Dr Rageshri Dhairyawan calls on health professionals to improve their capacity to listen to patients. Published on the front page of the Lancet in February 2025, NHS consultant and researcher Dhairyawan’s essay ‘Reflect, Collaborate and Listen’ draws on some of the key ideas set out in her book: Unheard: the Medical Practice of Silencing (2024).
I grew up in a small village in England, which boasts its own surgery thanks to my father and his practice. There was a strong pastoral element to his and his team’s clinical roles. My childhood recollection of the waiting room was of people chatting and laughing, leaving me wondering if there was anything the matter with them at all. Sometimes, patients would come to the house and seek advice in our front room. Once or twice, they even brought poorly animals. Sometimes he’d receive a phone call and rush out to a remote farm because he’d likely arrive before the ambulance. By listening to his patients and building relationships with them and their families over time, he gained trust and respect, and was, in turn, listened to.
Today the “family doctor,” whose role it is to understand the patient in the context of their family relationship, is less prevalent. As patient demand has increased, families and demographics changed, services expanded, care specialization fragmented, and appointment times shrunken, the very notion of the family doctor has retreated. Whilst there is much to celebrate in the development of primary care in the UK, the reduced capacity, and indeed willingness to listen, has left a gap.
Dhairyawan argues that this gap extends across the National Health Service (NHS). A root cause, she suggests, is a power imbalance between clinician and patient. This is sometimes the result of prejudice flowing from racism, sexism, ageism and other forms of bias. Nowhere is this clearer than in maternity care. MBRRACE-UK (Mothers and Babies: Reducing Risk through Audit and Confidential Enquiries) reports have detailed ‘shocking racial and socioeconomic inequalities’ in deaths of women pre-, during, and post-childbirth in the UK and Ireland. Following a raft of recent reports criticising failures to listen and act on women’s concerns, it remains clear that ‘The NHS is still not listening hard enough to families on maternity care’.
Dhairyawan does not duck the difficult question of what needs to be done. Action starts with medical education, where students should be taught the value of listening to patients and equipped with the necessary skills. This would help counteract the biomedical model, which separates the patient from their social context and focuses exclusively on fixing the broken body.

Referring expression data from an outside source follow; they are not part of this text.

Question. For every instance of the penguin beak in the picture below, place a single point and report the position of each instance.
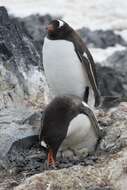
(50, 28)
(51, 159)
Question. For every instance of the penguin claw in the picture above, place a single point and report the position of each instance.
(49, 166)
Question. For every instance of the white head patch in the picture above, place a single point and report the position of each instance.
(61, 23)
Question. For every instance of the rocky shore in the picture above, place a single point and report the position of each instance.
(24, 95)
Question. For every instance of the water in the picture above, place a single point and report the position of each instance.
(93, 14)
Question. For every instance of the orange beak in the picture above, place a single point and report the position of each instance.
(50, 28)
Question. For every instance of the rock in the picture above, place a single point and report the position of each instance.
(110, 81)
(34, 27)
(100, 38)
(116, 133)
(109, 174)
(20, 62)
(113, 73)
(16, 128)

Students also need to be better equipped to deal with uncertainty: to acknowledge and share uncertainties rather than gloss over them or omit them because they cannot provide comprehensive answers.

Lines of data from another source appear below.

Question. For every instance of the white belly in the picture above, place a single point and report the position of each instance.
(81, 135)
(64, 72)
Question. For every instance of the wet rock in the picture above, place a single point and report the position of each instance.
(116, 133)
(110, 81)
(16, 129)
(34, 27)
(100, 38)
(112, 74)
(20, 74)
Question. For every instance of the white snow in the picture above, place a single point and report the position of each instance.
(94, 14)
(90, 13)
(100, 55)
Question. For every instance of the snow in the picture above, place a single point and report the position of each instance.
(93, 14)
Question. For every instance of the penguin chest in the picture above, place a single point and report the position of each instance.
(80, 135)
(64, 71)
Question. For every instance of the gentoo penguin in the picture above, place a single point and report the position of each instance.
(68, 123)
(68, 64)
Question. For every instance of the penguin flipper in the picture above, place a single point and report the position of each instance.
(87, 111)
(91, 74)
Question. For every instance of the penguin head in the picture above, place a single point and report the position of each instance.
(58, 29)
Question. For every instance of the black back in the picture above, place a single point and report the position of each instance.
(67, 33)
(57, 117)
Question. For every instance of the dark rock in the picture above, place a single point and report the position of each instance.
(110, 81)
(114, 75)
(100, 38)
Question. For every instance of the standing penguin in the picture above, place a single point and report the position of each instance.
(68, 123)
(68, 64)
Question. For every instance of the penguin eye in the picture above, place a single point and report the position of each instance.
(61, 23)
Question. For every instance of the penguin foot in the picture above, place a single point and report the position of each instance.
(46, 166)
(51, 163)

In practice, clinicians should be more reflective about their listening practices and make it a part of their continuing professional development. The patient’s voice, meanwhile, should be elevated and amplified. In health services, we must prioritize the space for private conversations. In primary care, for example, Dhairyawan recommends that patients should be free to choose to sacrifice swifter access to any doctor in preference for continuity with their chosen doctor, if that is their priority.
Dr Dhairyawan’s book and article are timely. Several policy reports have referred to the devastating impacts that can flow from a failure to listen to patients. This was evident in the recent Infected Blood Inquiry final report into the worst treatment disaster the NHS has seen. Tens of thousands of people were infected with HIV and hepatitis C when they received infected blood and blood products in the 1970s, 80s and 90s. In his final report, the Chair, Sir Brian Langstaff set out lessons for the future. One was that “communication means listening: it is more talking with than talking to.” He went on to say that “there can be no proper consent without adequate communication, in particular of the risks and alternatives, but also so that the care of the patient respects the patient’s ownership of their own body and life.”
Listening to patients should not be confused with simply doing what they say. Clinicians should not offer treatment that is not clinically indicated and in the patient’s interests. What it does mean, as Dhairyawan so eloquently expresses, is that the combination of the clinician’s clinical expertise and the patient’s expertise of their illness and body, will lead to better outcomes and patient satisfaction.
This balance between professional expertise and patient autonomy is reflected in case law on informed consent. In Montgomery v Lanarkshire Health Board [2015], the UK Supreme Court required medical professionals to provide information to patients on material risks and reasonable alternatives that empowers patients to make their own informed choices.